Tag Cloud
Viewing thru of
As a local small business owner who, like many others, has seen his activity decline during the past two years, I wrestle with changing my business plan, modifying my products and services, and generally reinventing my work, possibly for a different market niche. And I wonder what sort of outside help I’ll get, if any, from the public sector.
With fears of a double-dip recession, continuing high unemployment in California (and locally), and evidence that small business employment is lagging, I wonder about the positions of local 3rd District Congressional candidates on whom we’ll be voting in November: incumbent Dan Lungren and challenger Ami Bera. Where do they stand on credit availabiliy?
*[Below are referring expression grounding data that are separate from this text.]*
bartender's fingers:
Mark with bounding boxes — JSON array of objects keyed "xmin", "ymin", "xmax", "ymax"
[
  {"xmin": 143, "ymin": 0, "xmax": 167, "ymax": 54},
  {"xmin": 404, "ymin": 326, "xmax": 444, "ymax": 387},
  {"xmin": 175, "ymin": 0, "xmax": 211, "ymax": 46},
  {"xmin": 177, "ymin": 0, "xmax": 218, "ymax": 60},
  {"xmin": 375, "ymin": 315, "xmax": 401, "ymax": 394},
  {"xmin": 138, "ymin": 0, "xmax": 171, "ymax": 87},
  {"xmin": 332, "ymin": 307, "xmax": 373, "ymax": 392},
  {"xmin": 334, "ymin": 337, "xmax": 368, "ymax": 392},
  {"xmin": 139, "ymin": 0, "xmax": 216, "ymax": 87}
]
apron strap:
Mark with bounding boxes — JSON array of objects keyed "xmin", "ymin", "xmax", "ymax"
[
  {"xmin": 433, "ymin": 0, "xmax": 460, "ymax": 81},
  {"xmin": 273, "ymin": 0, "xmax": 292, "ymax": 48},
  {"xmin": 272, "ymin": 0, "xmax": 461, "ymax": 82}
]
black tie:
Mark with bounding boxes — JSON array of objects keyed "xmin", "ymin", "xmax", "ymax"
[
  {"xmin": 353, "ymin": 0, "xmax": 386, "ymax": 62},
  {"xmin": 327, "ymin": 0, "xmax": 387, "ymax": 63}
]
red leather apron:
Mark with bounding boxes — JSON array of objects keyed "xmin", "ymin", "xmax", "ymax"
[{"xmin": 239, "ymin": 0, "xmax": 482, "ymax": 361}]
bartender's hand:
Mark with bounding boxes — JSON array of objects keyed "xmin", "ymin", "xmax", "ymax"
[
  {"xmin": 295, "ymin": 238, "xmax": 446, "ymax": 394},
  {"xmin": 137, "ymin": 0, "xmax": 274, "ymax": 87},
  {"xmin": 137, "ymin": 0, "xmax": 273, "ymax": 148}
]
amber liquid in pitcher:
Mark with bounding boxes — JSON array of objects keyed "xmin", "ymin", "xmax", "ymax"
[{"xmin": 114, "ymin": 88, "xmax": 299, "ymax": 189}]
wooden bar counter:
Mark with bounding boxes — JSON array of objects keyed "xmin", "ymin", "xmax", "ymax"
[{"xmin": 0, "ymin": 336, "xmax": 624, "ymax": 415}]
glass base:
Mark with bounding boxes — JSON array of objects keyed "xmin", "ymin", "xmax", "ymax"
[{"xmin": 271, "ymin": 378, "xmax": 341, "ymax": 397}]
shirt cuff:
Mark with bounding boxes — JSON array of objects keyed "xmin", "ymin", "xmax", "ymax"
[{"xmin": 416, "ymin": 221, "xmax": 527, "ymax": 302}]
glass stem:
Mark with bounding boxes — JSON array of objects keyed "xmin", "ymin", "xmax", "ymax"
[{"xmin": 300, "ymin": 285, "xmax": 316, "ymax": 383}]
Tax incentives? Jobs and small business development? Public-private partnerships?
According to the Labor Department, small businesses employ over half of American workers and create nearly two out of every three new private sector jobs. Many economists believe the recession had ended by the 4th quarter of 2009, but small businesses lagged, recording more job cuts that quarter than new jobs, something of a reversal from the prior year – largely because access to credit was (and still is) tight.
From the recession’s start, loans to small business dropped from over $710 billion to less than $670 billion in the 1st quarter of 2010 (according to bank reports submitted to the Federal Financial Institutions Examination Council), a problem that Ben Bernanke in July asserted was “front and center among our current policy challenges.”
Enter congressional bills to ease lending and tax exemptions for small business development.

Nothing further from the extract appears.